Julia Donaldson: Waterstone’s Children’s Laureate

On Tuesday it was announced that Julia Donaldson is the UK’s new Children’s Laureate.

Julia writes fiction for older children (The Princess Mirror-belle books, The Giants and the Joneses and Dinosaur Diary) and has written a dark and challenging novel for teenagers (Running on the Cracks), but she is best known for her rhyming (though not always rhyming: The Smartest Giant doesn’t rhyme except at the end) picture book texts, of which the best known is The Gruffalo, illustrated by Axel Scheffler, who has been the illustrator of her most successful picture books.

I felt, vicariously, very proud: I’ve been responsible for publishing over twenty of Julia’s books over the years. I first got to know Julia’s work in the early 1990s. She sent the lyrics of a song to Methuen (which has been absorbed into Egmont) where I was working as a rights director. An editor there, Elke Lacey, liked it. I suggested that a friend, who I’d met when he was illustrating a couple of fiction titles for Faber and Faber when I was selling rights there, might be the man to do the pictures. He was Axel Scheffler. The book was A Squash and a Squeeze. Elke was a fiction editor, and hadn’t worked on picture books and she and I worked on A Squash and a Squeeze together. But then she got ill and died, ridiculously young, just before the book was published.

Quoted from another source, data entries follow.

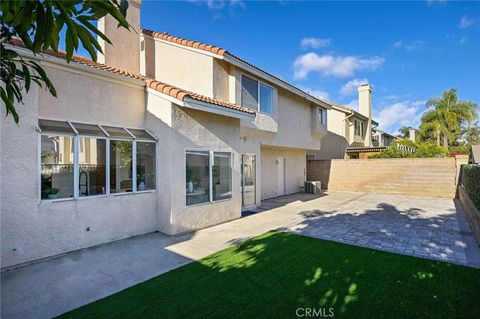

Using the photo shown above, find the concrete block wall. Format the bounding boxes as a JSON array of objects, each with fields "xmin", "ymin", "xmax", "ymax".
[{"xmin": 307, "ymin": 156, "xmax": 467, "ymax": 198}]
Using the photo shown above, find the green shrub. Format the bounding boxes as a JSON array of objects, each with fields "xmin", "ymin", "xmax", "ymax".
[
  {"xmin": 370, "ymin": 140, "xmax": 449, "ymax": 158},
  {"xmin": 463, "ymin": 165, "xmax": 480, "ymax": 209},
  {"xmin": 414, "ymin": 143, "xmax": 449, "ymax": 157}
]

A little later, I moved to Macmillan as a publisher, and Alison Green came with me as editorial director of picture books. One day soon after we’d started, Julia sent Axel the text of The Gruffalo, and, we decided to publish it. It was the resumption of what became a truly astonishingly successful partnership, though Julia’s texts were also wonderfully illustrated by other illustrators including Nick Sharratt, Julia Monks and David Roberts. After ten years, Alison and I moved to Scholastic, and Axel and Julia’s new books were published under the Alison Green Books imprint there, though Julia continued to publish other picture books with Macmillan and has had some books published by other publishers too. The first of several Scholastic Julia-and-Axel books was Tiddler, and the most recent one, The Highway Rat, comes out this autumn.

Julia is many things. She has a command of the combination of rhyme and story that is unparalleled, and that she produces excellent book after excellent book is breathtaking. She’s passionate about her work and a true perfectionist. She’s an absolutely brilliant and indefatigable performer with as much of an affinity with music (she introduced me to this, which is one of the many reasons I am eternally grateful to her) and drama as she has with words. She’s honest, outspoken (even if it’s sometimes about subjects on which we don’t entirely agree!) and approachable. She is, quite properly, famous.

I think Julia will be a highly-visible and committed advocate for reading, for printed books and – at this time of real need – for libraries, and, I am sure, for other things too, as her Laureateship evolves. She’ll be great.